With the cumulative outperformance of the S&P Growth Index by 33 percent and the S&P Information Technology Sector Index by 73 percent in the past 10 years over the S&P 500 Index, the PARNX fund has fared well against its peers and the benchmark. While this is a risk to the fund when the technology sector turns down relative to the index, the fund’s rigorous stock-picking discipline with strict ESG criteria may help mitigate this risk. One stock holding is Alphabet (GOOGL), which according to Dodson has a great moat, a good social story and model employee treatment, with generous maternity leave, fitness centers and time off for charitable events. While year-to-date the stock has trailed the S&P, it has a huge cash cushion, stable revenue, and an innovative and smart workforce, and it continues to be a long-term holding in PARNX.

Management Team
PARNX’s management team consists of Jerome Dodson, the founder of Parnassus Investments and portfolio manager of the fund since 1984; Ian Sexsmith, a portfolio manager since 2013; and Robert Klaber, a portfolio manager since 2016. The fund’s investment style is set by Dodson, who is a well-known technology analyst and has a career background that includes working in a nonprofit organization serving minority-owned businesses and at a bank that designed innovative products for depositors to invest in solar energy projects. While the other two portfolio managers have shorter tenure at the fund, they have both been senior research analysts with the firm since 2011 and 2012, respectively, with overlapping responsibilities across other funds’ teams. Given that Dodson is expected to retire as CEO in 2018 and to change some of his fund responsibilities, there appears to be enough lead time to mitigate the succession risk in this fund.

Performance
Based on Morningstar, year-to-date to August 26, 2016, PARNX has returned 6.07 percent per annum compared with the S&P 500 Total Return Index’s 7.67 percent and its large-growth peers’ 3.00 percent. The fund has underperformed the S&P 500 Index by 5.76 percent and 0.54 percent per annum on a one-year and three-year basis, but has outperformed its peers by 0.69 percent and 0.81 percent per annum in the respective periods. The fund has outperformed both the S&P 500 Index and its peers on a five-year, 10-year and 15-year basis, with a per annum return of 18.57 percent, 10.23 percent and 6.4 percent, respectively. The fund was rated Morningstar’s top-performing ESG fund in the 10-year period to June 30, 2016. The fund also ranks within the top 1 percent of the large-cap growth fund category during that period.

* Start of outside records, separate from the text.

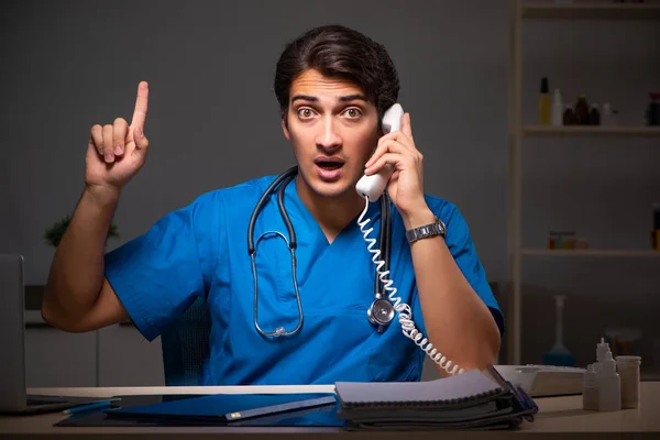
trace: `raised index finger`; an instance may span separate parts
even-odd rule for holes
[[[135,100],[135,110],[131,120],[131,128],[141,127],[144,129],[144,120],[146,119],[146,108],[148,103],[148,84],[140,82],[138,86],[138,99]]]

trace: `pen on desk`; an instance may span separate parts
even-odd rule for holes
[[[110,404],[111,404],[110,400],[95,402],[94,404],[80,405],[75,408],[65,409],[64,411],[62,411],[62,414],[74,415],[74,414],[87,413],[92,409],[109,408]]]

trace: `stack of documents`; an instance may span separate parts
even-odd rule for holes
[[[338,382],[336,392],[349,429],[507,429],[538,411],[494,369],[429,382]]]

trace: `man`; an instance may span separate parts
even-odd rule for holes
[[[273,176],[205,194],[103,255],[121,189],[148,147],[148,88],[141,82],[130,125],[117,119],[91,129],[85,191],[53,260],[44,318],[68,331],[131,318],[153,340],[205,298],[212,320],[209,385],[418,381],[426,355],[418,344],[433,349],[422,334],[442,353],[443,375],[457,364],[494,362],[503,319],[468,226],[453,205],[424,194],[409,114],[400,131],[383,134],[380,121],[398,89],[384,47],[343,26],[308,31],[282,54],[275,94],[298,165],[282,186],[296,234],[294,265],[277,195],[251,218]],[[380,332],[366,312],[376,267],[356,222],[366,202],[355,183],[386,164],[394,174],[385,295],[399,317],[409,305],[417,344],[398,319]],[[380,204],[365,216],[375,239]],[[254,263],[245,240],[251,223]],[[446,234],[409,242],[407,231],[431,223],[446,226]]]

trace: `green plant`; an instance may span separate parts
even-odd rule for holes
[[[46,243],[52,245],[53,248],[57,248],[57,245],[62,241],[62,238],[64,237],[64,232],[66,231],[70,222],[72,217],[66,216],[62,220],[56,221],[51,228],[46,229],[46,232],[44,233],[44,239],[46,240]],[[110,224],[110,229],[108,230],[108,237],[106,238],[106,240],[108,240],[111,237],[119,237],[119,233],[117,232],[117,224],[114,223]]]

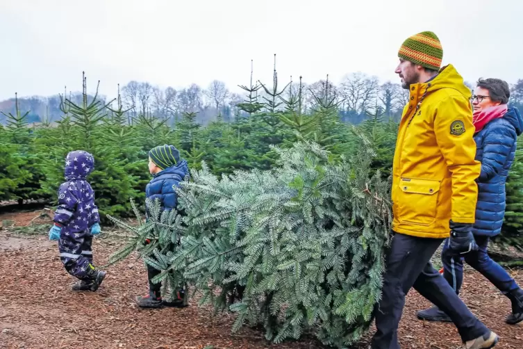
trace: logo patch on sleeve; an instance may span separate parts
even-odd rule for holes
[[[450,124],[450,134],[461,136],[465,133],[465,124],[461,120],[453,121]]]

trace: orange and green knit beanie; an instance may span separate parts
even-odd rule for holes
[[[423,31],[406,40],[398,56],[433,70],[439,70],[443,58],[440,39],[431,31]]]

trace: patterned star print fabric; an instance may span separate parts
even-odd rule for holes
[[[65,159],[65,179],[58,188],[58,206],[54,222],[62,225],[58,241],[60,257],[67,272],[88,279],[92,261],[91,227],[99,222],[94,193],[86,177],[94,168],[94,159],[82,150],[71,152]]]

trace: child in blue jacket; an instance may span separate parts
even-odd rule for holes
[[[178,197],[174,187],[178,186],[188,175],[187,161],[180,159],[180,153],[174,145],[159,145],[149,152],[149,171],[153,175],[153,179],[145,187],[146,197],[153,202],[158,198],[163,210],[176,209]],[[149,241],[145,243],[149,243]],[[160,273],[160,270],[147,266],[149,292],[147,295],[136,298],[138,306],[158,308],[167,305],[162,301],[161,283],[153,284],[151,281]],[[181,300],[183,298],[183,291],[179,292],[178,297],[179,301],[170,305],[182,305]]]
[[[100,217],[94,193],[85,177],[94,159],[83,150],[71,152],[65,159],[65,180],[58,188],[58,206],[49,239],[58,240],[60,259],[65,270],[79,281],[73,291],[98,289],[106,272],[92,265],[92,236],[100,233]]]

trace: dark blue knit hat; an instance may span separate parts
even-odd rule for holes
[[[164,144],[149,152],[151,160],[160,168],[165,170],[180,161],[180,152],[174,145]]]

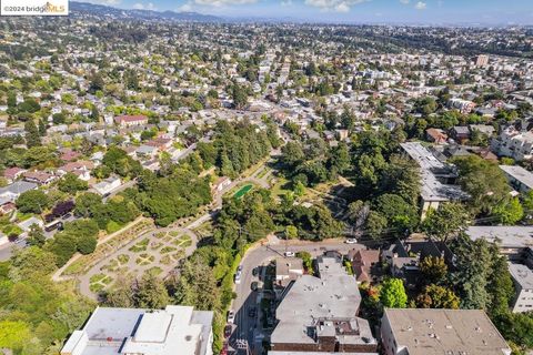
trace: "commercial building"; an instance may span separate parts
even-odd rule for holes
[[[510,263],[509,272],[516,291],[513,312],[533,311],[533,271],[526,265]]]
[[[358,317],[361,294],[338,257],[320,257],[318,275],[303,275],[289,290],[275,316],[273,352],[375,353],[369,322]]]
[[[511,355],[511,348],[481,310],[385,308],[384,355]]]
[[[212,355],[213,312],[98,307],[61,355]]]

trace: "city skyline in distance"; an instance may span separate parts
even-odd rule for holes
[[[229,20],[529,26],[529,0],[89,0],[119,9],[198,12]]]

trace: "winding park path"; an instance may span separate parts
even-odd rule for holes
[[[271,160],[272,156],[269,161]],[[192,221],[183,219],[162,229],[150,226],[125,244],[103,254],[94,264],[89,265],[90,268],[83,274],[63,275],[70,265],[83,256],[77,254],[52,275],[52,280],[56,282],[77,280],[81,294],[92,300],[98,300],[99,292],[110,286],[117,277],[127,274],[139,277],[150,271],[163,276],[168,275],[175,268],[180,260],[194,253],[199,236],[193,230],[214,219],[220,213],[223,196],[228,192],[247,183],[270,189],[268,178],[272,173],[272,170],[269,169],[269,171],[264,173],[264,169],[269,169],[266,162],[258,168],[250,176],[239,178],[232,181],[231,184],[213,196],[213,201],[208,206],[208,211]],[[129,227],[133,227],[135,223],[141,220],[143,220],[143,217],[139,217],[121,231],[104,236],[98,242],[98,245],[112,241],[119,236],[120,233],[124,233]]]
[[[101,290],[110,286],[119,276],[127,274],[139,277],[145,272],[153,271],[157,274],[168,275],[178,265],[179,260],[190,256],[197,250],[199,236],[192,230],[215,217],[222,207],[224,194],[245,183],[252,183],[263,189],[269,189],[268,174],[261,179],[255,178],[263,169],[260,168],[250,178],[237,179],[225,189],[213,196],[209,211],[193,221],[177,221],[168,227],[150,230],[140,233],[130,242],[121,245],[118,250],[104,254],[88,272],[82,275],[62,275],[62,273],[82,255],[74,255],[69,263],[58,270],[52,280],[56,282],[77,280],[79,291],[82,295],[98,301]],[[142,219],[142,217],[141,217]],[[139,219],[139,220],[141,220]],[[138,220],[135,220],[138,222]],[[135,223],[134,222],[134,223]],[[133,225],[134,223],[130,224]],[[98,244],[107,243],[120,233],[123,229],[101,239]],[[183,246],[182,246],[183,243]]]
[[[182,248],[183,253],[179,253],[179,255],[177,255],[175,257],[169,257],[168,262],[164,262],[163,258],[167,255],[175,255],[177,252],[179,252],[179,250],[177,248],[177,244],[173,243],[175,239],[170,239],[167,241],[163,240],[163,237],[169,236],[169,233],[177,233],[177,237],[187,235],[189,237],[188,240],[190,240],[190,243],[188,243],[187,247]],[[164,234],[164,236],[158,236],[162,234]],[[138,247],[144,250],[135,251],[135,247],[139,245],[139,243],[142,243],[144,240],[147,240],[148,243],[141,247]],[[129,273],[135,277],[143,275],[149,270],[155,267],[158,270],[158,274],[167,275],[175,267],[180,258],[187,257],[195,251],[197,243],[197,234],[188,229],[157,229],[154,231],[143,233],[139,237],[123,245],[114,253],[105,255],[104,258],[102,258],[94,266],[92,266],[84,275],[78,276],[78,280],[80,282],[79,291],[81,294],[90,298],[97,300],[98,293],[91,290],[91,280],[92,277],[102,274],[115,278],[119,275],[123,276],[124,274]],[[153,245],[158,245],[158,247],[153,248]],[[162,253],[165,247],[173,248],[172,253]],[[120,260],[122,260],[123,263],[120,263]],[[112,261],[118,261],[120,263],[120,266],[115,271],[109,270],[109,264]]]

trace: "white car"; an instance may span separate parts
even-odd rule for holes
[[[228,323],[233,324],[233,322],[235,322],[235,311],[230,310],[230,312],[228,312]]]

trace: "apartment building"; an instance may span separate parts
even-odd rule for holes
[[[513,312],[533,311],[533,271],[526,265],[510,263],[509,272],[516,291]]]

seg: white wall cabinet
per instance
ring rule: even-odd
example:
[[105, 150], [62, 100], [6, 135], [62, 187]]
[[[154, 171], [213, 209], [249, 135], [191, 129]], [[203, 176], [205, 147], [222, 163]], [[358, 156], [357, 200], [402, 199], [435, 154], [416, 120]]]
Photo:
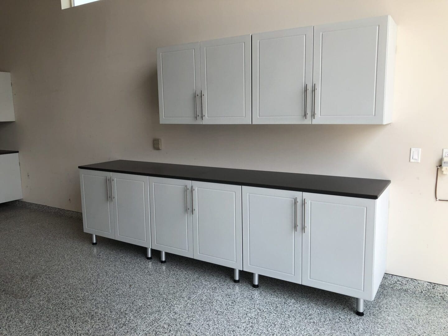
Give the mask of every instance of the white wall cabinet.
[[192, 183], [194, 258], [242, 269], [241, 186]]
[[251, 37], [158, 48], [160, 122], [392, 122], [396, 26], [390, 16]]
[[396, 35], [388, 16], [314, 26], [313, 124], [391, 122]]
[[311, 124], [313, 27], [252, 35], [252, 123]]
[[302, 193], [242, 187], [243, 270], [302, 283]]
[[193, 257], [191, 181], [150, 177], [152, 247]]
[[22, 198], [19, 154], [2, 154], [0, 151], [0, 203]]
[[84, 232], [151, 247], [148, 177], [80, 170]]
[[14, 121], [15, 120], [11, 73], [0, 72], [0, 121]]

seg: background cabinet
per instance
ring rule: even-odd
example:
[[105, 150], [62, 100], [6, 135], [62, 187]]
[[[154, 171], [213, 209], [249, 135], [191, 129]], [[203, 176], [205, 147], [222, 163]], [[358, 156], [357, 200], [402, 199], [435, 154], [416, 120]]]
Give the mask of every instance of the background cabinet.
[[160, 124], [201, 124], [199, 42], [157, 48], [157, 54]]
[[302, 283], [302, 193], [242, 187], [243, 269]]
[[302, 283], [373, 299], [375, 200], [308, 193], [303, 198]]
[[148, 177], [80, 170], [84, 232], [151, 247]]
[[11, 73], [0, 72], [0, 121], [14, 121], [15, 120]]
[[253, 34], [252, 45], [252, 123], [311, 124], [313, 26]]
[[150, 177], [152, 248], [193, 257], [191, 181]]
[[313, 124], [391, 122], [396, 34], [388, 16], [314, 26]]
[[192, 183], [194, 258], [242, 269], [241, 186]]
[[203, 124], [250, 124], [250, 35], [200, 43]]

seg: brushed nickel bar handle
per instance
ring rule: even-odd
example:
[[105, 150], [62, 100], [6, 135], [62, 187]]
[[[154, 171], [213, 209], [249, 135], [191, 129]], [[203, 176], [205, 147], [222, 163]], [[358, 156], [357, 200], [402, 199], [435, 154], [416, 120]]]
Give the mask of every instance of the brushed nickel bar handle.
[[308, 84], [305, 85], [305, 120], [308, 118]]
[[185, 208], [187, 209], [187, 213], [190, 208], [188, 207], [188, 186], [185, 186]]
[[204, 120], [205, 115], [204, 114], [204, 93], [201, 90], [201, 112], [202, 112], [202, 120]]
[[303, 233], [306, 233], [306, 198], [303, 202]]
[[198, 91], [195, 90], [194, 91], [194, 114], [196, 115], [196, 121], [198, 121], [198, 117], [199, 116], [199, 115], [198, 114], [198, 97], [199, 96], [199, 94], [198, 93]]
[[317, 95], [317, 94], [316, 93], [316, 91], [317, 91], [317, 88], [316, 87], [316, 84], [314, 84], [314, 106], [313, 112], [313, 119], [316, 119], [316, 96]]
[[109, 201], [111, 199], [111, 197], [112, 197], [112, 196], [110, 196], [109, 194], [109, 177], [108, 176], [106, 177], [106, 178], [107, 180], [106, 181], [106, 184], [108, 186], [108, 202], [109, 202]]

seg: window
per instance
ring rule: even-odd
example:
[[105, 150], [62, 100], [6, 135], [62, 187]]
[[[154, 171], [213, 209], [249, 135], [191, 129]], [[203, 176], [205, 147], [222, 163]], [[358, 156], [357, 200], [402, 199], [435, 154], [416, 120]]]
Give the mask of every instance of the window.
[[80, 6], [89, 2], [97, 1], [98, 0], [60, 0], [61, 7], [63, 9], [66, 8], [74, 7], [75, 6]]

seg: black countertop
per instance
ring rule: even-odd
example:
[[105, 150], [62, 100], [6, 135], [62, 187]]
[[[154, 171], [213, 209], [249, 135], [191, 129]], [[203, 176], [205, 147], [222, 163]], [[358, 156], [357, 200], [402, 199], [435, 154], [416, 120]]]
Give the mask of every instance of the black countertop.
[[18, 152], [18, 151], [4, 151], [3, 149], [0, 149], [0, 155], [3, 155], [3, 154], [13, 154], [14, 153]]
[[112, 172], [192, 180], [328, 195], [376, 199], [388, 180], [247, 170], [212, 167], [117, 160], [79, 168]]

For the past five years to July 31, 2016, the fund has a 1.21 beta to the S&P 500 Index, with a higher standard deviation of 15.81 percent as compared with S&P’s 12.08 percent. While the fund has greater volatility, its 10-year upside capture ratio against the S&P 500 Index is 121 compared with 102 for its peers, according to Morningstar, which leads to the fund’s positive performance rating.

Conclusion
The Parnassus Fund (PARNX) combines ESG investment principles, portfolio concentration and value investing in Warren Buffett’s style, delivering outstanding long-term returns against the S&P 500 and its ESG and large-growth peers. It has one of the longest investment records – over 25 years – among ESG funds. The fund has navigated between the growth and blend styles with a traditional overweight in the technology sector given the manager’s expertise. Its sector concentration, higher volatility and potential succession issue are some of the risks to monitor. However, the firm’s investment philosophy of picking ethical and good social businesses with long-term competitive advantages that deliver good corporate performance at an undervalued price will help mitigate the risks mentioned above.